Auch unsere finanzielle Kraft wurde durch die Überspannung des Waffen- und Munitionsprogramms über Gebühr in Anspruch genommen. Die monatlichen Kriegsausgaben, die noch im August 1916 sich unter dem Betrag von 2 Milliarden Mark hielten, überschritten im Oktober 1916 bereits den Betrag von 3 Milliarden Mark. Ein Jahr später wuchsen sie über die vierte Milliarde hinaus, und im Oktober 1918 haben sie den Betrag von 4 Milliarden 800 Millionen Mark erreicht. Es ist also auch nach der Einschränkung des Hindenburg-Programms nicht mehr gelungen, den immer stärker anschwellenden Strom der Kriegsausgaben wieder einzudämmen.

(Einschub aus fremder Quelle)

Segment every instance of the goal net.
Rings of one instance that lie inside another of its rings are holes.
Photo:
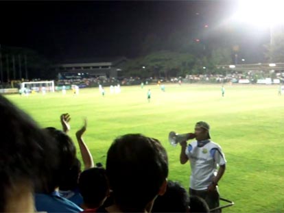
[[[54,82],[23,82],[21,86],[22,91],[34,91],[36,92],[54,92]]]

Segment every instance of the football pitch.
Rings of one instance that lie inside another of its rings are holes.
[[[75,133],[87,117],[84,138],[95,163],[105,164],[107,150],[118,136],[141,133],[158,139],[169,155],[169,179],[187,189],[189,164],[180,164],[180,147],[169,145],[168,134],[192,132],[196,122],[206,121],[212,140],[222,147],[227,160],[219,184],[221,197],[235,203],[223,212],[284,212],[284,95],[278,95],[278,86],[225,88],[224,97],[220,85],[205,84],[166,85],[165,92],[156,85],[122,86],[120,94],[110,94],[106,88],[105,97],[97,88],[81,89],[78,96],[70,90],[64,96],[58,92],[6,97],[43,127],[60,128],[60,115],[69,113],[69,134],[75,143]],[[137,192],[133,190],[134,196]]]

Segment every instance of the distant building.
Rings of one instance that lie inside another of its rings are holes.
[[[93,58],[71,60],[60,62],[53,66],[54,71],[60,76],[87,75],[88,77],[106,76],[117,77],[122,71],[122,65],[127,61],[125,57],[115,58]]]

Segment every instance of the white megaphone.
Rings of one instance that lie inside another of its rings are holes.
[[[195,137],[196,134],[193,133],[178,134],[174,131],[171,131],[169,134],[169,142],[171,145],[176,147],[178,143],[193,139]]]

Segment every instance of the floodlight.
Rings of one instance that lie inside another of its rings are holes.
[[[239,0],[235,19],[254,25],[271,26],[284,22],[283,0]]]

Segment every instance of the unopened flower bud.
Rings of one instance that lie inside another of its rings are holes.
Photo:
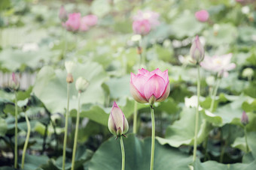
[[[20,80],[14,73],[11,74],[11,79],[9,81],[9,88],[13,91],[17,91],[20,88]]]
[[[209,86],[213,86],[215,82],[215,78],[212,76],[207,76],[206,81]]]
[[[79,77],[75,82],[75,88],[79,92],[84,92],[88,85],[89,82],[83,77]]]
[[[65,61],[65,68],[68,73],[72,73],[75,67],[75,63],[71,61]]]
[[[252,70],[252,68],[245,68],[245,70],[243,70],[242,73],[242,76],[247,78],[247,77],[252,77],[254,75],[254,71]]]
[[[204,58],[205,50],[199,40],[198,35],[197,35],[195,40],[192,43],[190,52],[192,59],[197,64],[201,62]]]
[[[108,126],[109,131],[117,136],[124,135],[129,129],[128,121],[115,102],[109,115]]]
[[[59,11],[59,18],[62,22],[66,22],[68,19],[68,14],[64,6],[62,5]]]
[[[72,73],[68,73],[67,77],[66,78],[66,81],[68,83],[72,83],[74,82],[73,76]]]
[[[246,114],[246,112],[244,111],[242,112],[242,115],[241,117],[241,123],[245,126],[246,124],[248,124],[249,123],[248,118],[248,115]]]

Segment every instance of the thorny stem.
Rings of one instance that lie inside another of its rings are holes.
[[[138,106],[138,103],[134,100],[134,114],[133,114],[133,133],[134,134],[136,134],[137,132],[137,106]]]
[[[30,136],[30,131],[31,131],[29,120],[28,115],[26,115],[26,112],[25,112],[25,118],[26,118],[26,126],[27,126],[28,132],[26,133],[26,141],[25,141],[23,151],[23,157],[22,157],[22,161],[21,161],[21,169],[24,169],[26,151],[26,148],[28,147],[29,136]]]
[[[217,91],[218,91],[218,86],[220,85],[220,82],[221,82],[221,78],[217,78],[217,83],[216,83],[216,86],[213,91],[213,94],[212,94],[212,102],[211,102],[211,106],[210,106],[210,112],[212,112],[213,111],[213,106],[215,104],[215,97],[217,94]]]
[[[152,135],[151,135],[151,170],[154,169],[154,141],[155,141],[155,124],[154,115],[154,106],[151,106],[151,121],[152,121]]]
[[[65,163],[66,163],[66,148],[67,145],[67,137],[68,137],[68,125],[69,125],[69,86],[70,83],[67,85],[67,110],[66,112],[66,120],[65,120],[65,132],[64,132],[64,140],[63,140],[63,152],[62,152],[62,170],[65,170]]]
[[[76,123],[75,123],[75,141],[74,141],[73,154],[72,154],[72,169],[71,169],[72,170],[75,169],[75,151],[76,151],[76,149],[77,149],[79,118],[80,118],[81,93],[81,91],[78,92],[78,107],[77,121],[76,121]]]
[[[125,152],[124,152],[124,147],[123,147],[123,136],[120,136],[120,145],[121,146],[121,151],[122,151],[122,170],[124,170],[125,166]]]
[[[14,145],[14,168],[18,165],[18,105],[17,92],[15,91],[15,145]]]
[[[197,64],[197,106],[196,112],[195,135],[194,137],[193,162],[194,162],[197,158],[200,97],[200,67],[199,64]]]

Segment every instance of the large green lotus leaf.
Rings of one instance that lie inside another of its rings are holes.
[[[104,142],[94,154],[89,170],[114,170],[121,169],[121,151],[115,137]],[[155,145],[154,170],[187,170],[192,162],[191,157],[169,146]],[[126,154],[126,170],[149,169],[151,139],[143,141],[133,134],[123,139]]]
[[[214,113],[206,111],[203,113],[206,119],[213,123],[216,126],[223,126],[226,124],[233,124],[241,125],[240,118],[242,113],[242,103],[251,98],[246,96],[239,96],[239,97],[233,97],[229,100],[231,103],[223,106],[219,106]]]
[[[217,163],[216,161],[206,161],[205,163],[200,163],[198,160],[195,162],[194,169],[197,170],[252,170],[254,169],[256,166],[256,161],[251,163],[234,163],[234,164],[222,164]]]
[[[204,36],[207,40],[207,43],[218,46],[221,44],[230,44],[236,40],[237,30],[235,26],[228,24],[219,25],[218,33],[213,28],[204,31]]]
[[[198,22],[194,15],[186,10],[172,23],[173,35],[178,38],[193,37],[203,28],[203,24]]]
[[[26,154],[24,169],[26,170],[35,170],[41,166],[46,164],[49,158],[47,156],[36,156]]]
[[[181,119],[167,127],[165,139],[157,137],[157,139],[161,145],[168,144],[172,147],[179,147],[181,145],[192,145],[195,131],[195,108],[184,107],[181,112]],[[198,144],[203,141],[209,130],[209,124],[207,124],[200,112]]]
[[[93,62],[77,64],[73,73],[74,82],[70,84],[69,109],[78,108],[78,91],[75,89],[75,82],[79,76],[84,77],[90,82],[86,91],[81,94],[81,104],[99,103],[102,105],[105,97],[102,84],[107,78],[102,67]],[[66,108],[66,75],[65,70],[54,70],[48,66],[41,68],[37,75],[32,92],[51,112],[63,112]]]

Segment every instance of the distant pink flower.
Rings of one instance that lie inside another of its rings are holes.
[[[133,21],[133,29],[135,34],[145,35],[148,34],[151,29],[151,24],[147,19]]]
[[[81,19],[80,31],[87,31],[90,28],[90,27],[94,26],[95,25],[96,25],[97,22],[98,22],[98,17],[95,15],[84,16]]]
[[[155,27],[160,25],[159,22],[159,13],[151,11],[151,10],[145,10],[142,11],[139,10],[137,14],[133,16],[133,21],[139,21],[139,20],[144,20],[147,19],[151,24],[151,27],[154,28]]]
[[[242,117],[241,117],[241,123],[245,126],[249,123],[248,115],[247,115],[247,114],[245,111],[242,112]]]
[[[201,10],[195,13],[197,19],[200,22],[206,22],[209,19],[209,13],[206,10]]]
[[[82,18],[81,22],[84,22],[88,26],[94,26],[98,22],[98,17],[96,15],[87,15]]]
[[[131,73],[130,91],[133,97],[139,103],[149,103],[165,100],[169,94],[168,70],[162,72],[158,68],[149,72],[142,68],[137,75]]]
[[[200,63],[203,68],[218,73],[220,76],[227,77],[229,70],[236,67],[234,63],[230,63],[232,53],[224,55],[206,56]]]
[[[11,74],[11,79],[9,80],[9,88],[14,91],[17,91],[20,88],[20,79],[15,73]]]
[[[63,24],[63,26],[69,31],[76,32],[79,31],[81,13],[73,13],[69,15],[68,20]]]
[[[68,14],[63,5],[59,8],[59,18],[62,22],[66,22],[68,19]]]

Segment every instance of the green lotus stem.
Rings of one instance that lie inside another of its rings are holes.
[[[134,100],[133,128],[133,133],[134,134],[136,134],[137,132],[137,107],[138,103],[136,100]]]
[[[154,106],[151,106],[151,121],[152,121],[152,135],[151,135],[151,170],[154,169],[154,140],[155,140],[155,124],[154,115]]]
[[[14,145],[14,168],[18,166],[18,105],[17,92],[15,91],[15,145]]]
[[[66,163],[66,148],[67,145],[67,137],[68,137],[68,125],[69,125],[69,86],[70,83],[67,85],[67,110],[66,112],[66,120],[65,120],[65,131],[64,131],[64,140],[63,140],[63,152],[62,152],[62,170],[65,170],[65,163]]]
[[[245,130],[245,145],[246,145],[246,152],[248,152],[250,151],[249,147],[248,145],[248,141],[247,141],[247,130],[245,126],[244,127]]]
[[[125,152],[124,152],[124,146],[123,142],[123,136],[120,136],[120,145],[121,146],[121,151],[122,151],[122,170],[124,170],[125,166]]]
[[[216,86],[213,91],[213,94],[212,94],[212,102],[211,102],[211,106],[210,106],[210,112],[212,112],[213,111],[213,106],[215,104],[215,97],[217,94],[217,91],[218,91],[218,86],[220,85],[220,82],[221,82],[221,78],[217,78],[217,83],[216,83]]]
[[[24,169],[26,151],[26,148],[28,147],[29,136],[30,136],[30,131],[31,131],[29,120],[28,115],[26,115],[26,112],[25,112],[25,118],[26,118],[26,122],[28,131],[27,131],[27,133],[26,133],[26,141],[25,141],[24,147],[23,147],[23,157],[22,157],[22,160],[21,160],[21,169]]]
[[[196,112],[195,136],[194,137],[193,162],[194,162],[197,158],[200,97],[200,67],[199,64],[197,64],[197,105]]]
[[[81,99],[81,91],[78,92],[78,114],[77,114],[77,121],[75,123],[75,140],[74,140],[74,147],[73,147],[73,154],[72,154],[72,170],[75,169],[75,151],[77,149],[77,143],[78,143],[78,126],[79,126],[79,118],[80,118],[80,99]]]
[[[63,58],[65,59],[66,57],[66,52],[67,50],[67,31],[64,29],[64,41],[65,41],[65,45],[63,48]]]

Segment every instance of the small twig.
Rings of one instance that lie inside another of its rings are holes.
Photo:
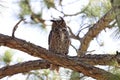
[[[71,38],[77,39],[77,40],[81,41],[81,38],[80,38],[79,36],[76,36],[76,35],[72,32],[72,30],[70,29],[70,27],[67,26],[67,28],[69,29],[69,32],[70,32],[70,34],[71,34],[71,35],[70,35]]]
[[[78,50],[76,49],[76,47],[74,45],[72,45],[72,44],[70,44],[70,45],[75,49],[76,52],[78,52]]]
[[[84,25],[85,25],[85,24],[84,24]],[[83,26],[84,26],[84,25],[83,25]],[[88,26],[86,26],[86,27],[84,27],[84,28],[80,29],[80,30],[78,31],[77,36],[79,36],[79,34],[80,34],[80,32],[81,32],[82,30],[84,30],[84,29],[86,29],[86,28],[90,28],[90,26],[91,26],[91,25],[88,25]]]
[[[24,21],[25,19],[21,19],[20,21],[18,21],[17,22],[17,24],[14,26],[14,28],[13,28],[13,30],[12,30],[12,38],[14,38],[15,37],[15,31],[17,30],[17,28],[18,28],[18,25],[22,22],[22,21]]]

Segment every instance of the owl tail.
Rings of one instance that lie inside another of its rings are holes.
[[[51,65],[50,65],[50,70],[56,70],[57,72],[59,72],[59,66],[58,66],[58,65],[51,64]]]

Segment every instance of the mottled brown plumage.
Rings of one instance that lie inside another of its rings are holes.
[[[63,18],[60,20],[51,20],[52,29],[49,34],[49,50],[56,54],[68,54],[68,49],[70,45],[69,34],[67,31],[66,23]],[[51,64],[52,70],[59,70],[58,65]]]

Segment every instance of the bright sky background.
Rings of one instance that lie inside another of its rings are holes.
[[[0,8],[0,28],[1,28],[0,33],[5,34],[5,35],[11,35],[14,25],[19,21],[15,17],[15,15],[19,12],[19,7],[16,3],[16,1],[19,1],[19,0],[2,0],[2,1],[3,1],[3,5],[5,7]],[[64,8],[64,11],[66,13],[69,13],[69,12],[71,13],[71,11],[73,13],[76,13],[76,11],[80,10],[83,5],[87,4],[86,0],[80,0],[80,2],[77,2],[74,4],[72,4],[72,1],[74,1],[74,0],[64,0],[64,2],[63,2],[64,5],[71,3],[69,6],[65,6],[65,8]],[[81,5],[79,5],[79,4],[81,4]],[[33,5],[33,8],[36,7],[37,5],[39,5],[39,4],[36,3],[36,5]],[[74,5],[76,5],[76,6],[73,7]],[[37,11],[37,9],[36,9],[36,11]],[[51,9],[51,12],[54,12],[54,10]],[[48,12],[48,14],[50,14],[51,12]],[[52,19],[48,14],[44,14],[43,18],[47,19],[47,20]],[[52,14],[54,15],[54,17],[58,17],[58,15],[62,16],[58,12],[55,12]],[[69,20],[69,18],[65,18],[65,21],[67,21],[67,20]],[[71,29],[73,30],[73,32],[76,33],[79,29],[79,25],[77,24],[76,19],[74,19],[74,20],[75,21],[73,21],[68,26],[70,26]],[[27,21],[27,19],[26,19],[26,21]],[[49,21],[46,23],[51,25],[51,23]],[[40,45],[44,48],[48,48],[48,34],[49,34],[50,29],[51,29],[51,27],[48,26],[47,29],[43,31],[38,26],[31,26],[28,24],[24,25],[23,23],[20,23],[19,28],[17,29],[17,31],[15,33],[15,36],[17,38],[24,39],[26,41],[30,41],[31,43],[34,43],[36,45]],[[99,34],[99,36],[98,36],[99,37],[98,41],[103,43],[104,46],[100,47],[96,42],[96,38],[94,38],[94,41],[91,42],[91,45],[90,45],[91,47],[88,50],[95,50],[93,53],[99,53],[99,54],[115,53],[116,50],[120,50],[120,45],[119,45],[120,41],[113,40],[110,37],[112,32],[113,31],[109,30],[109,29],[107,29],[106,32],[102,31],[102,33]],[[79,47],[78,41],[72,41],[72,42],[76,47]],[[0,47],[0,55],[3,55],[5,50],[8,50],[8,48]],[[23,54],[23,52],[20,52],[18,50],[15,50],[14,52],[15,52],[14,60],[13,60],[14,63],[16,63],[16,60],[19,57],[21,57],[23,59],[23,61],[29,60],[29,59],[35,59],[35,58],[28,56],[27,54]],[[70,47],[69,55],[76,55],[74,53],[75,53],[75,50],[73,50]],[[13,76],[13,78],[16,78],[16,77]],[[13,80],[13,78],[10,78],[8,80]],[[2,80],[5,80],[5,79],[6,78],[3,78]],[[17,80],[20,80],[20,79],[17,79]],[[22,80],[24,80],[24,79],[22,79]]]

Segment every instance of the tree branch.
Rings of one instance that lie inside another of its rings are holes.
[[[81,51],[87,51],[90,41],[93,40],[102,30],[104,30],[111,21],[115,19],[113,10],[108,11],[96,24],[89,29],[85,36],[81,39],[81,45],[78,50],[78,56],[82,56],[85,53]]]
[[[5,76],[11,76],[17,73],[29,72],[31,70],[46,69],[49,67],[50,64],[45,60],[35,60],[35,61],[18,63],[15,65],[0,68],[0,78],[3,78]]]
[[[96,68],[92,65],[89,65],[83,62],[76,62],[75,60],[70,59],[65,55],[58,55],[55,53],[51,53],[45,48],[36,46],[30,42],[26,42],[25,40],[12,38],[12,37],[0,34],[0,45],[24,51],[32,56],[43,58],[52,64],[57,64],[57,65],[75,70],[77,72],[82,72],[86,76],[91,76],[95,79],[119,80],[119,78],[116,75],[113,75],[112,73],[109,73],[105,70]]]

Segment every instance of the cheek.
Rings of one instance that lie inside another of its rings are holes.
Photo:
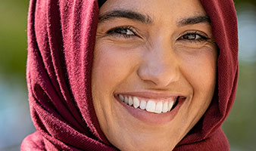
[[[182,72],[193,87],[194,93],[208,94],[214,89],[217,69],[217,51],[201,48],[194,54],[183,54]]]
[[[129,57],[128,51],[102,45],[98,45],[95,49],[92,83],[104,91],[114,91],[132,72],[136,60]]]

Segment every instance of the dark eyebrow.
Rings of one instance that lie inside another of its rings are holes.
[[[98,23],[114,18],[126,18],[129,20],[139,21],[145,24],[150,24],[152,23],[152,19],[149,16],[129,10],[114,10],[107,12],[99,16]]]
[[[193,25],[197,23],[211,23],[211,19],[208,16],[195,16],[195,17],[191,17],[189,18],[184,18],[180,20],[177,25],[179,26],[186,26],[186,25]]]

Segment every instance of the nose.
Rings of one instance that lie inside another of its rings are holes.
[[[142,57],[137,74],[145,82],[164,88],[180,79],[178,60],[168,45],[156,45],[147,50]]]

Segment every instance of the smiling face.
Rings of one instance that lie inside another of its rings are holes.
[[[92,75],[103,133],[121,150],[170,150],[208,109],[217,50],[198,0],[108,0]]]

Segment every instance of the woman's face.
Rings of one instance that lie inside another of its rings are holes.
[[[170,150],[208,109],[217,50],[199,0],[108,0],[100,8],[92,97],[121,150]]]

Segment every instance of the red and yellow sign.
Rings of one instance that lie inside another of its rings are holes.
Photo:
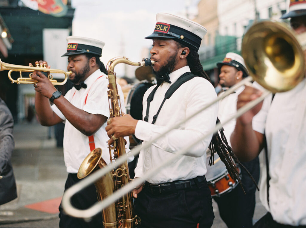
[[[67,0],[21,0],[29,8],[54,17],[62,17],[67,13]]]

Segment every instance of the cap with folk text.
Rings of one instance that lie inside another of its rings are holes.
[[[70,36],[67,38],[68,41],[67,52],[62,55],[90,53],[99,56],[102,55],[102,49],[105,43],[97,40]]]
[[[242,56],[234,52],[228,52],[226,55],[223,61],[217,64],[217,66],[219,69],[224,65],[233,66],[238,70],[241,70],[243,73],[243,77],[244,78],[248,75],[248,70],[245,67],[244,61]]]
[[[206,28],[194,21],[169,13],[158,13],[153,33],[145,39],[173,39],[198,51],[202,38],[207,32]]]
[[[281,18],[286,19],[306,15],[306,0],[290,0],[289,10]]]

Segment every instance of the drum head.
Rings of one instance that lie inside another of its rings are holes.
[[[129,92],[125,107],[126,113],[136,120],[142,120],[142,100],[144,95],[148,89],[154,84],[147,81],[135,85]],[[140,140],[135,136],[133,138],[137,143]]]
[[[210,156],[210,151],[209,151],[209,152],[207,154],[206,168],[207,172],[205,174],[205,177],[207,182],[216,180],[227,172],[225,165],[221,161],[219,155],[217,153],[215,154],[214,164],[211,165],[211,166],[209,166],[208,162]]]

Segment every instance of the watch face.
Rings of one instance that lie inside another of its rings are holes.
[[[58,98],[61,96],[62,93],[58,91],[56,91],[53,93],[53,95],[54,96],[54,98]]]

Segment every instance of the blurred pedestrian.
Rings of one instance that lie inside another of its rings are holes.
[[[14,147],[13,125],[11,112],[0,98],[0,205],[17,197],[15,178],[11,162]]]
[[[244,60],[241,55],[236,53],[227,53],[223,61],[217,63],[217,66],[220,72],[219,83],[223,88],[230,88],[248,76]],[[238,95],[244,88],[244,86],[238,88],[219,101],[218,117],[221,124],[236,114]],[[220,95],[224,93],[221,93]],[[236,120],[234,119],[223,126],[224,135],[230,145],[230,135],[236,123]],[[258,183],[259,179],[258,157],[251,161],[242,163]],[[210,170],[212,171],[214,168],[214,165],[212,166]],[[253,226],[256,186],[246,171],[244,169],[241,169],[241,180],[246,193],[244,192],[241,186],[237,185],[230,192],[229,191],[229,192],[213,197],[218,204],[220,216],[228,228],[247,228]],[[209,170],[207,173],[209,171]],[[230,210],[228,210],[229,207]]]

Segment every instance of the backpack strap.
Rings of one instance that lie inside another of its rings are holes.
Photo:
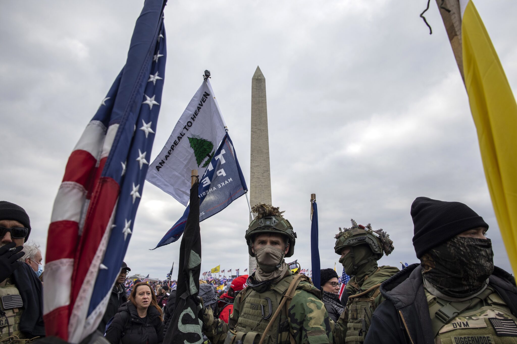
[[[299,275],[297,275],[296,277],[293,279],[291,284],[289,285],[289,288],[287,288],[287,290],[285,292],[285,294],[282,297],[282,301],[280,301],[280,304],[278,305],[278,308],[277,308],[275,314],[273,314],[273,316],[271,317],[271,320],[269,320],[269,323],[267,324],[267,326],[266,327],[266,329],[264,331],[264,333],[262,334],[262,336],[260,338],[260,341],[258,342],[258,344],[263,344],[264,342],[264,339],[266,339],[266,334],[269,332],[269,330],[273,325],[273,323],[275,322],[275,319],[277,319],[277,317],[278,316],[278,315],[280,314],[280,311],[282,310],[282,307],[283,307],[284,305],[285,304],[285,303],[287,302],[288,300],[289,300],[289,304],[291,303],[291,300],[294,296],[296,287],[297,287],[298,285],[300,283],[302,276],[304,276],[305,275],[300,274]],[[291,343],[293,343],[294,339],[291,337],[290,333],[290,339],[291,339]]]

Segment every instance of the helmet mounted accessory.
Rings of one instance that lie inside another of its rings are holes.
[[[279,208],[270,204],[258,203],[251,207],[251,212],[256,216],[245,235],[250,255],[255,256],[251,248],[257,235],[274,234],[282,235],[285,239],[285,248],[288,247],[288,250],[285,257],[292,256],[294,253],[296,233],[289,221],[282,216],[285,211],[280,211]]]
[[[382,228],[374,231],[370,223],[363,226],[357,224],[353,219],[351,221],[352,225],[350,228],[342,229],[339,227],[339,233],[334,237],[336,239],[334,251],[337,254],[341,255],[343,248],[350,248],[350,257],[353,267],[352,274],[353,275],[358,272],[360,266],[374,259],[378,260],[384,253],[388,255],[394,248],[389,235]],[[368,246],[373,253],[373,256],[356,263],[354,247],[359,245]]]

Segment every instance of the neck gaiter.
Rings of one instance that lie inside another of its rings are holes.
[[[420,265],[424,277],[439,291],[462,298],[485,287],[493,258],[490,239],[454,237],[424,253]]]
[[[271,281],[275,283],[285,275],[289,267],[284,261],[284,251],[270,245],[266,245],[255,251],[257,270],[254,280],[257,282]]]
[[[350,252],[339,259],[345,268],[345,272],[350,276],[356,276],[356,280],[359,283],[364,276],[368,274],[373,267],[377,267],[377,261],[373,257],[373,252],[366,245],[359,245],[353,247]],[[354,253],[354,259],[352,259],[352,254]],[[369,258],[371,258],[369,259]],[[358,266],[356,271],[354,271],[354,265]]]

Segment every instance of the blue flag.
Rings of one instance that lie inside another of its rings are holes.
[[[217,214],[247,191],[233,143],[226,133],[205,174],[200,178],[200,222]],[[189,205],[155,249],[179,239],[185,230],[190,209]]]
[[[320,249],[318,248],[318,207],[316,200],[312,201],[312,223],[311,224],[311,266],[312,283],[319,289],[320,285]]]

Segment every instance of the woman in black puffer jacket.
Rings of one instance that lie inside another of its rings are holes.
[[[322,269],[320,271],[322,298],[328,316],[338,321],[345,307],[339,300],[339,283],[338,274],[332,269]]]
[[[147,283],[134,285],[106,331],[111,344],[162,344],[163,324],[156,295]]]

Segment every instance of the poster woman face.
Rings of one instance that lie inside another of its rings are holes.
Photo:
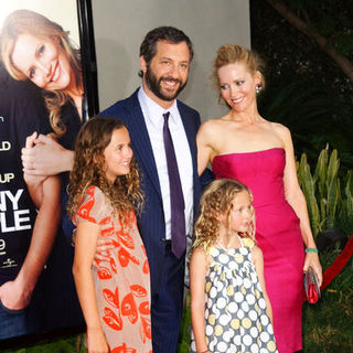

Der Reichsfinanzminister Dr. Schiffer hat im Februar 1919 in der Nationalversammlung das Hindenburg-Programm ein „Programm der Verzweiflung“ genannt. Diese Bezeichnung ist nicht zutreffend. Den Herren, in deren Kopf das Programm entstand, das sie mit dem Namen Hindenburgs ausstatteten, war die Verzweiflung fremd. Ihr Programm war ein Programm der Selbstüberschätzung und der Überschätzung der deutschen Volks- und Wirtschaftskraft. Bei ruhiger Überlegung des Notwendigen und sachlicher Prüfung des Möglichen hätte es sich vermeiden lassen, Mengen von wertvollem Material und noch wertvollerer Arbeitskraft in industrielle Ruinen zu stecken, die aus Mangel an Menschen und Kohlen teils nie vollendet, teils nie in vollem Umfang in Betrieb genommen worden sind. Man hätte mit weniger Arbeitskräften und Material erheblich mehr für die Ausrüstung des Heeres geleistet und unserer Wirtschaft Störungen und Erschütterungen erspart, die letzten Endes an die Wurzeln der Widerstandskraft unseres Volkes gingen.
Fußnote:
[3] Für 1917 und 1918 stehen mir die Ziffern nicht zur Verfügung.